A one page Starlord Survival Data / Starlord’s Starquiz – hopefully the last of the three-choice quizes in this comic, but we’ve still got another two weeks after this, so there could be more.
It’s not just Howard Quartz getting kidnapped, as Holocaust hots up with Hunter and J Edgar the alien being snatched mid-air by a UFO (which has a dog fight with fighter jets over Washington) before being taken to Siberia. The world governments seem to be uniting to fight the alien menace while Hunter awakes to see two aliens in the doorway of the largest UFO yet. I’d love to say they look menacing, but they remind me of Mr Moonie from Judge Dredd’s time on the moon – with the big hooded head!
Grailpage: I was tempted by page two of Mind Wars, featuring a splash (!) panel of Tilman and Kareela next to her villa behind a waterfall, but I’m going for the Ian Kennedy cover, showing the dog-fight over Washington in light blue and red.

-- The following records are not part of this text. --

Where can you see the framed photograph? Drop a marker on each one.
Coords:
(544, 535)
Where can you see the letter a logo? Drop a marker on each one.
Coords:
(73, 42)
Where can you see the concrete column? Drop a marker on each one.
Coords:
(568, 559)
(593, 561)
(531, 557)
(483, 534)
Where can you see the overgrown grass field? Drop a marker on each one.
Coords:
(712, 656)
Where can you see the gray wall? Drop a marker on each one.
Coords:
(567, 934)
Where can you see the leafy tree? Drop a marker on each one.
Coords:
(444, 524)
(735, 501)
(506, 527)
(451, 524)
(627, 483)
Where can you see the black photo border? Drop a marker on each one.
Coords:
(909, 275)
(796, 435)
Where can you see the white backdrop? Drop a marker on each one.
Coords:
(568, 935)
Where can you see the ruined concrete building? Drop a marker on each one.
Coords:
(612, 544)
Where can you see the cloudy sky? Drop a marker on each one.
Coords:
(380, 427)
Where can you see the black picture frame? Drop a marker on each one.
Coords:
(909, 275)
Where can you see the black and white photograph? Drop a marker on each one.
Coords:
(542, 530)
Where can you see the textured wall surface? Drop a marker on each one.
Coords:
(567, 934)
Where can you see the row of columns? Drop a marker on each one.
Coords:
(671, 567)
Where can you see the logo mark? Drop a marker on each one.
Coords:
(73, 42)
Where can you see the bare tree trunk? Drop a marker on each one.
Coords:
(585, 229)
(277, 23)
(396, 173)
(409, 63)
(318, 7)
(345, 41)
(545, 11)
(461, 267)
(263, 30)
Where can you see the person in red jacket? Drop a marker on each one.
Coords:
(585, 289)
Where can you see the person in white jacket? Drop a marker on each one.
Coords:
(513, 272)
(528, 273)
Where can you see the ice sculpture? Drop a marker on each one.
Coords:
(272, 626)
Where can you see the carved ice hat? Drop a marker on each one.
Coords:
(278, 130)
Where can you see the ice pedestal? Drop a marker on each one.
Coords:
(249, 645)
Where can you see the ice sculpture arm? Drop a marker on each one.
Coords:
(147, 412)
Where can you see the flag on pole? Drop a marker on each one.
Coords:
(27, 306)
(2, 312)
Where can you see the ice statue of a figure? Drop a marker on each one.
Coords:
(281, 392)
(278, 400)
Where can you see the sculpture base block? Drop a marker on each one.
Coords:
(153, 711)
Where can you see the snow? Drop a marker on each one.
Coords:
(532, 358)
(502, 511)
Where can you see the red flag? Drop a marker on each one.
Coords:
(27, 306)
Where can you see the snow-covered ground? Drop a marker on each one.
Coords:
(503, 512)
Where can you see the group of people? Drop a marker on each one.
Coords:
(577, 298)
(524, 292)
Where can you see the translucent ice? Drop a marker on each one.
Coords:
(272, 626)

I have a feeling he’ll be on other IPC titles for some time after this, especially Dan Dare in (1980s) Eagle, so his next chance at a grail page may well be the Messerschmidts in the Mega-City. But I could be wrong.
Grailquote: Alan Hebden, gopher: “Bunch of green recruits from Earth have arrived at the spaceport! The general wants ’em broken in right away.” Joe: “I suppose it’s best. Can’t have them thinking they’ve come out here to fight a war.”